Positive topline results from an interim
analysis of the fourth cohort of patients in the Phase
1b multiple-ascending dose (MAD)
clinical trial of farabursen (RGLS8429) for the treatment of
autosomal dominant polycystic kidney disease (ADPKD)
Agreement on key components of a Phase 3
single pivotal trial for potential Accelerated Approval with the
U.S. Food and Drug Administration (FDA)
SAN
DIEGO, March 13, 2025 /PRNewswire/
-- Regulus Therapeutics Inc. (Nasdaq: RGLS), a
biopharmaceutical company focused on the discovery and development
of innovative medicines targeting microRNAs (the "Company" or
"Regulus"), today reported financial results for the fourth quarter
and year ended December 31, 2024, and
provided a corporate update.

"Following the rapid progress in 2024 advancing farabursen for
ADPKD, we recently announced interim topline data from 14 subjects
in the fourth cohort of patients in the Phase 1b MAD trial, where we continued to see an
encouraging safety and tolerability profile and evidence of a
mechanistic dose response through increases in polycystin biomarker
levels as well as results suggesting a reduction on kidney volume
(htTKV) growth rate," said Jay
Hagan, CEO of Regulus. "Furthermore, we have reached
alignment with FDA on the key components of the design of a Phase 3
single pivotal trial. The proposed pivotal trial includes an
interim analysis to enable Accelerated Approval based on a 12-month
htTKV endpoint to expedite farabursen's development for patients
living with ADPKD, who currently have limited treatment options. We
look forward to sharing topline data from all 26 subjects in cohort
4 in the coming weeks."
Program Updates
Farabursen for ADPKD: In January 2025, the Company shared positive topline
data from an interim analysis of the fourth cohort of patients
in the Phase 1b MAD study of
farabursen for the treatment of ADPKD. In the fourth cohort, 26
subjects received a fixed dose of 300 mg of farabursen every other
week for three months. The interim analysis of the first 14
subjects of the cohort showed continued evidence of a mechanistic
dose response, with similar effects on polycystins 1 and 2 (PC1 and
PC2) biomarkers to cohort 3 (dosed at 3 mg/kg), which is predicted
to achieve optimal kidney exposure, resulting in miR-17 inhibition.

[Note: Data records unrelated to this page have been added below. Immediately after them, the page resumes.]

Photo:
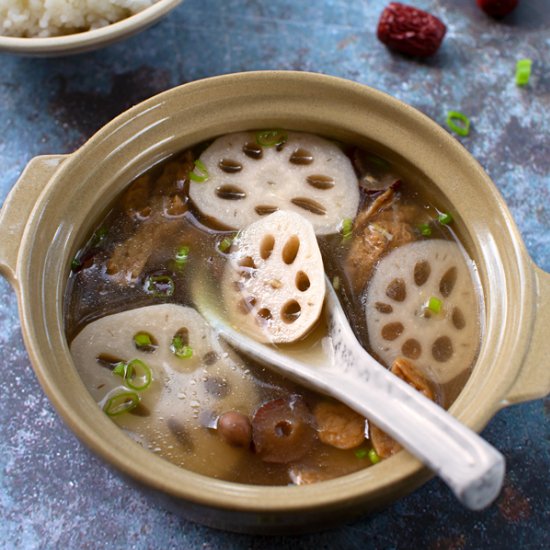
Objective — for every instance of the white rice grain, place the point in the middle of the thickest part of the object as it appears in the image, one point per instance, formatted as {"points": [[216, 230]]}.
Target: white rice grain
{"points": [[43, 18]]}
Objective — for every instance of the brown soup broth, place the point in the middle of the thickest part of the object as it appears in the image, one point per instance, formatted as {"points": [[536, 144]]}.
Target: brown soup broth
{"points": [[140, 237]]}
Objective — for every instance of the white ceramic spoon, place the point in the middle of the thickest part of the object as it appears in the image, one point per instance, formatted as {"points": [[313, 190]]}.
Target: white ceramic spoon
{"points": [[342, 368]]}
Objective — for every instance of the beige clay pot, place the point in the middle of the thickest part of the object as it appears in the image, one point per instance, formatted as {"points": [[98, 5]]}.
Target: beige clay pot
{"points": [[58, 199]]}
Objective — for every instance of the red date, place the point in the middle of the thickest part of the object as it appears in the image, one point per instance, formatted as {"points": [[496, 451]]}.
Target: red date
{"points": [[410, 31]]}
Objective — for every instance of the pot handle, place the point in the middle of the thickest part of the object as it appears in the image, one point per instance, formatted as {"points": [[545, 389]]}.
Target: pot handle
{"points": [[533, 381], [18, 206]]}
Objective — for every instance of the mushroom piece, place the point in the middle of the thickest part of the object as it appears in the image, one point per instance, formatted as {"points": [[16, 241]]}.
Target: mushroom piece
{"points": [[338, 425], [194, 381], [422, 303], [246, 181], [274, 284]]}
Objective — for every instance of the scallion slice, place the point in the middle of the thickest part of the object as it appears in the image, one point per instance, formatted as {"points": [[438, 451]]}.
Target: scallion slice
{"points": [[75, 264], [200, 172], [142, 340], [425, 229], [462, 129], [361, 453], [346, 228], [271, 138], [523, 71], [225, 244], [373, 456], [182, 254], [181, 350], [161, 286], [444, 218], [121, 402], [136, 374]]}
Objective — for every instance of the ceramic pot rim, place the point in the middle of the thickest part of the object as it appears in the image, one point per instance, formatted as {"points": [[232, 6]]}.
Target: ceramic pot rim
{"points": [[98, 432]]}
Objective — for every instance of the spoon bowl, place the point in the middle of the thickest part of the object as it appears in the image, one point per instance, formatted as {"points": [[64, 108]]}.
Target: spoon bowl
{"points": [[340, 367]]}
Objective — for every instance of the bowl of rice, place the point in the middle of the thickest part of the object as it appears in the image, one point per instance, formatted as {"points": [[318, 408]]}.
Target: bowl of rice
{"points": [[62, 27]]}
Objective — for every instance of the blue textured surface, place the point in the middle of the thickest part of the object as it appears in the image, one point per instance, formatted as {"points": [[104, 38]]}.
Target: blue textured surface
{"points": [[53, 492]]}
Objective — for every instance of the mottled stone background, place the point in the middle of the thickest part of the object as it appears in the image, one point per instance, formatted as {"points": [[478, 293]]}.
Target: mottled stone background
{"points": [[53, 493]]}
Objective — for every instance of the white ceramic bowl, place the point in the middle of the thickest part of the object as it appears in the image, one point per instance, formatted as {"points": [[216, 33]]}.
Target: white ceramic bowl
{"points": [[87, 40]]}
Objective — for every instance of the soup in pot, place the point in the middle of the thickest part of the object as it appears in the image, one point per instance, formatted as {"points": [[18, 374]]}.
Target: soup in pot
{"points": [[258, 223]]}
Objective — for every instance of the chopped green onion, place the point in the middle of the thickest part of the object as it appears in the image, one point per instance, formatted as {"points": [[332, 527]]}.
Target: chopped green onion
{"points": [[346, 228], [144, 341], [120, 369], [162, 286], [425, 229], [373, 456], [444, 218], [181, 350], [120, 403], [182, 254], [523, 71], [200, 172], [225, 244], [435, 304], [75, 264], [136, 374], [462, 129], [271, 138], [361, 453]]}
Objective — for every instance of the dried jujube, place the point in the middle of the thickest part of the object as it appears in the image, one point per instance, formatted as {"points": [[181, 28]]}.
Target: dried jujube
{"points": [[410, 30], [283, 430]]}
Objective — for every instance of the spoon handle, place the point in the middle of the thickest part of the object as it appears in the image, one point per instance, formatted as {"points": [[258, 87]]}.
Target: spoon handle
{"points": [[472, 468]]}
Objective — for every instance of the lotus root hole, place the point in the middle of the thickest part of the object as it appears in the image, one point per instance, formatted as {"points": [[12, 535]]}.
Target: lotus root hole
{"points": [[246, 304], [458, 318], [252, 150], [422, 272], [230, 192], [291, 311], [391, 331], [448, 282], [397, 290], [265, 210], [247, 262], [183, 333], [309, 205], [319, 181], [442, 349], [384, 308], [265, 314], [411, 349], [301, 157], [302, 281], [146, 347], [230, 166], [266, 246], [290, 250]]}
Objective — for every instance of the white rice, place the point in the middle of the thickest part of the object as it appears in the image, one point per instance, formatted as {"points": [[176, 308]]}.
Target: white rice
{"points": [[39, 18]]}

Data also suggested a reduction in htTKV growth rate after 3 months
of treatment. Complete safety data from all 26 subjects
demonstrated farabursen was well-tolerated, with a profile similar
to the previous cohorts.
The Phase 1b MAD study is a double-blind,
placebo-controlled trial evaluating the safety, tolerability,
pharmacokinetics and pharmacodynamics (PK/PD) of farabursen in
adult patients with ADPKD. The study is evaluating farabursen
treatment across three different weight-based dose levels and one
fixed dose level, including measuring changes in urinary PC1 and
PC2, htTKV, and overall kidney function. PC1 and PC2 are the
protein products of the PKD1 and PKD2 genes and their levels have
been shown to inversely correlate with disease severity.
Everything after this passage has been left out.